Saat melewati tikungan dekat pohon asam tua, Nadia hampir terserempet motor bebek tua yang melaju pelan. Rem berdecit, motor berhenti.

“Lain kali hati-hati kalau jalan,” suara berat itu datar, tanpa menoleh lama.

Nadia mendongak. Seorang pria tinggi dengan kemeja kerja kusam turun sebentar, lalu langsung memeriksa barang bawaannya. Tangan dan lengannya penuh noda oli, wajahnya teduh tapi dingin, sorot matanya tak menyimpan basa-basi.

“Maaf, Mas… saya nggak lihat tadi,” Nadia mencoba tersenyum, tapi pria itu hanya mengangguk singkat.

Tanpa sepatah kata lagi, ia kembali men-starter motor, pergi meninggalkan Nadia yang berdiri termangu.

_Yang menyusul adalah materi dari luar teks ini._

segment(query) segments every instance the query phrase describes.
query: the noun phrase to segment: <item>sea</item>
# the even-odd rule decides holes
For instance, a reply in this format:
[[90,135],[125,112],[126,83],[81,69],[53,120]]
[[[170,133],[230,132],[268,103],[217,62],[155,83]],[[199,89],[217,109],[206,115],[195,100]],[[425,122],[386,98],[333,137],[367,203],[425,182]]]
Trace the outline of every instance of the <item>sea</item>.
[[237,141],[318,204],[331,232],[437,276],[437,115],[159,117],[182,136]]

Orang-orang desa yang lewat sempat berbisik, “Itu Raka, sekarang punya bengkel sendiri. Istrinya kabur bawa anak cewek, ninggalin dua anak cowok sama utang segunung.”

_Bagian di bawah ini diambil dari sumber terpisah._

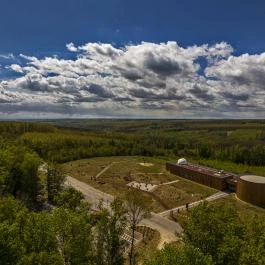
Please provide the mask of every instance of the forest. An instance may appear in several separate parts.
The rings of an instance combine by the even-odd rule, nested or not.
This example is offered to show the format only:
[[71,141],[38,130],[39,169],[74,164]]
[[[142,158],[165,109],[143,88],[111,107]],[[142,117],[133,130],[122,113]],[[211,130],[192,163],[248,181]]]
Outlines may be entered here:
[[[0,122],[0,264],[137,264],[123,254],[124,200],[94,212],[64,187],[60,170],[63,162],[119,155],[184,156],[265,175],[265,121]],[[181,242],[143,264],[265,264],[265,225],[256,217],[205,203],[183,228]]]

Nama itu berputar di kepala Nadia sepanjang perjalanan ke rumah orang tuanya. Entah kenapa, pertemuan singkat yang dingin itu membekas. Ada sesuatu di balik tatapan Raka yang membuat jantung Nadia berdegup lebih kencang dari seharusnya.

Suara gemericik air sumur bercampur aroma kayu bakar menyambut Nadia ketika melewati halaman rumah masa kecilnya. Rumah kayu bercat hijau itu berdiri teduh di bawah rindang pohon mangga tua. Di beranda, Ibu sudah menunggu sambil memegang sapu lidi, wajahnya sumringah meski kerutan makin jelas di pelipisnya.

“Nadiaaa! Akhirnya pulang juga, Nak!” seru Ibu sambil memeluk putrinya erat, seolah takut Nadia akan menghilang lagi.

“Iya, Bu… kangen banget sama rumah ini.” Nadia tersenyum, walau di balik senyumnya ada rasa getir. Bayu bahkan tidak sempat mengantarnya, hanya sekadar transfer ongkos travel dan pesan singkat: ‘Jaga diri baik-baik, ya. Aku sibuk rapat.’

Bapak keluar dari dalam rumah, membawa cangkul. “Lho, anak kota pulang kampung sendirian? Bayu nggak ikut?”

“Kerjaannya lagi banyak, Pak,” jawab Nadia cepat, menghindari tatapan penuh tanya.

Bapak mengangguk pelan, meski jelas terlihat ada kekecewaan yang disembunyikan. Mereka duduk bertiga di beranda, bercakap-cakap soal kabar tetangga, sawah yang panennya tertunda hujan, dan rencana kenduri bulan depan.

Namun telinga Nadia menangkap sesuatu ketika tetangga lewat membawa ember. “Itu Raka lewat nggak?” tanya si tetangga ke Ibu. “Tadi aku lihat dia bawa motor penuh onderdil lagi. Kasihan anaknya ditinggal, ya.”

Ibu hanya menjawab datar, “Iya, dia memang keras hidupnya.”